The study represents an important step toward understanding and addressing AI vulnerabilities in healthcare contexts, highlighting the need for rigorous testing and enhanced safety mechanisms before widespread clinical implementation.
Fact Checker
Verify the accuracy of this article using The Disinformation Commission analysis and real-time sources.


12 Comments
It’s good to see researchers taking a close look at the potential pitfalls of AI language models in the medical domain. Building in robust validation mechanisms will be key to realizing the full benefits of these technologies.
This study highlights an important challenge in the development of reliable AI systems for healthcare applications. Rigorous testing and continuous monitoring will be essential to address vulnerabilities and build public trust.
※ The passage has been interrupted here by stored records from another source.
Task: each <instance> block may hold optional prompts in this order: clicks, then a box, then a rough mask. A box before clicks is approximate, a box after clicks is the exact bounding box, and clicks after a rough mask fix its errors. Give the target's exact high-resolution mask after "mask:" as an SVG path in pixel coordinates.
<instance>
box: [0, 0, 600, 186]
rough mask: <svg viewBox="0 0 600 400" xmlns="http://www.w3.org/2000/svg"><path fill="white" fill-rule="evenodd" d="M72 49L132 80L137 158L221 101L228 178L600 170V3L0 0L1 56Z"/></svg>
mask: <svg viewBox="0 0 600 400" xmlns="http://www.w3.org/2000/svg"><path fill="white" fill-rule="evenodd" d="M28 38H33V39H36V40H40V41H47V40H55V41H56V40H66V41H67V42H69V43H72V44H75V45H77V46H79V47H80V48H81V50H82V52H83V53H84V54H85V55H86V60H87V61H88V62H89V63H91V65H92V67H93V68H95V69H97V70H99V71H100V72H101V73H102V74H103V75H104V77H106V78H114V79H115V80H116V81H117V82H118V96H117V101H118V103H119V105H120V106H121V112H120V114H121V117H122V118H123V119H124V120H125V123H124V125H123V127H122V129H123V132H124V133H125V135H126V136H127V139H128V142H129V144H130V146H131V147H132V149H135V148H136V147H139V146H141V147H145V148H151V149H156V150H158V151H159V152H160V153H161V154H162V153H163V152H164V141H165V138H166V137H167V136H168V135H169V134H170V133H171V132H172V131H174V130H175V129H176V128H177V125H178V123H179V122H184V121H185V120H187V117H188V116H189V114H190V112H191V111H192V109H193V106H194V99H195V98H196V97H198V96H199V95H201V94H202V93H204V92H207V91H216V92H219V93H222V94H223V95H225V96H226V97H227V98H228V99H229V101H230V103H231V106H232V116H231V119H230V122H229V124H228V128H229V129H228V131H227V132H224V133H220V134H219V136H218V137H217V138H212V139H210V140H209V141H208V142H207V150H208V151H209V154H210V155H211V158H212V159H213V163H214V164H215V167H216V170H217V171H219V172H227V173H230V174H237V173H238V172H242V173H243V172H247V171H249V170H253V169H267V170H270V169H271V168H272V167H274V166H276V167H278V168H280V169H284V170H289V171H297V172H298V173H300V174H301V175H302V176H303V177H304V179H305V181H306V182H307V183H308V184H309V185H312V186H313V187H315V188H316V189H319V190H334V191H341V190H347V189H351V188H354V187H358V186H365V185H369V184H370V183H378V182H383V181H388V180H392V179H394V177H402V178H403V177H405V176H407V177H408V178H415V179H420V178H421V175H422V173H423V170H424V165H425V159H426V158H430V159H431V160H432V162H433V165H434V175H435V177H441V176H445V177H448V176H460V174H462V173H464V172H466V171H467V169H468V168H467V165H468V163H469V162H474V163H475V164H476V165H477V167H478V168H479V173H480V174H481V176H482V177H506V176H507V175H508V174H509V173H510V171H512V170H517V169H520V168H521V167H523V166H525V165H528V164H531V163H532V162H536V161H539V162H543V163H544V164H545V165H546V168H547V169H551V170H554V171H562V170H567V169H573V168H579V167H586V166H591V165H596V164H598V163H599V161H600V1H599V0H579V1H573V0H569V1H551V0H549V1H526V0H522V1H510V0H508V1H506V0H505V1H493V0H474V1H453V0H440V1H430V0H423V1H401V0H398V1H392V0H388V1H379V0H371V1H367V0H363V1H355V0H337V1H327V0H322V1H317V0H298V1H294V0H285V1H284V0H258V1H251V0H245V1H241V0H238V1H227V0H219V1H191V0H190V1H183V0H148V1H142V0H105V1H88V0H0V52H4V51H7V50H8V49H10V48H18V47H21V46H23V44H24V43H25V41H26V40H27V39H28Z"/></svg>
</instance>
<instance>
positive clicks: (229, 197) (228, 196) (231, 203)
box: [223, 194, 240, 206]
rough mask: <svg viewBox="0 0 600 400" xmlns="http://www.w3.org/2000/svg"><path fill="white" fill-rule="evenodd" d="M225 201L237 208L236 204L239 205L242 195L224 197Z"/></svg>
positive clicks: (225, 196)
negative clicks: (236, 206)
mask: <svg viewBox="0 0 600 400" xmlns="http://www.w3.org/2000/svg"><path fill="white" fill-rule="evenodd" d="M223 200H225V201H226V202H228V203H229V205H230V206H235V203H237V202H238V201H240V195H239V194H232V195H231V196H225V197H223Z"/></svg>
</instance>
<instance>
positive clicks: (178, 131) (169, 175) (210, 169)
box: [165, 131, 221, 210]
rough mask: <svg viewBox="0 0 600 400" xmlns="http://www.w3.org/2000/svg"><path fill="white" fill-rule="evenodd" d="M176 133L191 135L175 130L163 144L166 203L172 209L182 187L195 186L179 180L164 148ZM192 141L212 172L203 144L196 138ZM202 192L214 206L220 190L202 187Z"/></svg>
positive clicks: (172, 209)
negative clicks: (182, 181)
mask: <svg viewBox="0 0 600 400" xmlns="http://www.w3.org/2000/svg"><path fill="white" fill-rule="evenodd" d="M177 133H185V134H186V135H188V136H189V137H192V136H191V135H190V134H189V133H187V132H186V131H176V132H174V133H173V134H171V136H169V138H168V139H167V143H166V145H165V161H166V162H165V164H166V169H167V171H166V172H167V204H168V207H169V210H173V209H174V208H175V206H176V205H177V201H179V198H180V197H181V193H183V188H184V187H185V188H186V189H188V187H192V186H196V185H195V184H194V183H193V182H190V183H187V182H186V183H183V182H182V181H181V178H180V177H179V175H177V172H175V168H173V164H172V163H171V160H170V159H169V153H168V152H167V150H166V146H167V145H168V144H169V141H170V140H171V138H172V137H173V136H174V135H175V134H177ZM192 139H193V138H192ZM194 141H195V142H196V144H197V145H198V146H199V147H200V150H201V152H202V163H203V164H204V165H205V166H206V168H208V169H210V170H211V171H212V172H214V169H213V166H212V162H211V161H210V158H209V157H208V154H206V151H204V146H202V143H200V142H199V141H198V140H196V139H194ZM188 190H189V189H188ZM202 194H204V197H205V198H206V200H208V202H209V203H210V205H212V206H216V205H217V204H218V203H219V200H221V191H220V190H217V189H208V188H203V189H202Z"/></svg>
The findings on AI language models’ susceptibility to medical misinformation are concerning but not entirely surprising. Developing effective safeguards should be a top priority as these technologies become more prevalent in clinical settings.
This is an important finding that highlights the need for continuous improvement and monitoring of AI language models, especially in sensitive domains like healthcare. Responsible development and deployment of these technologies is critical.
Interesting study on the vulnerability of AI language models to medical misinformation. Safeguards are crucial to ensure these systems provide reliable and accurate medical information before being widely adopted in healthcare.
Passing on false medical information can have serious consequences, so I’m glad to see this study examining the limitations of AI language models. Strengthening these systems to reliably distinguish fact from fiction is an important step.
Absolutely. The stakes are high when it comes to healthcare, so ensuring AI-based tools provide accurate, evidence-based information is critical.
This study underscores the importance of responsible development and deployment of AI technologies, especially in sensitive domains like healthcare. Robust validation processes and continuous monitoring will be key to ensuring these tools provide reliable information.
Maintaining the integrity of medical information is crucial, so I’m glad researchers are proactively examining the limitations of AI language models. Strengthening these systems to prevent the spread of false claims is a critical step.
The vulnerability of AI to medical misinformation is concerning, but I’m glad researchers are proactively investigating these issues. Developing effective safeguards will be crucial as these technologies become more integrated into clinical practice.
AI has great potential to assist clinicians, but the risks of propagating false medical claims need to be addressed. Rigorous testing and robust verification processes are essential to build trust in these technologies.
Agreed. AI models should be held to the highest standards when it comes to medical information to avoid potential harm to patients.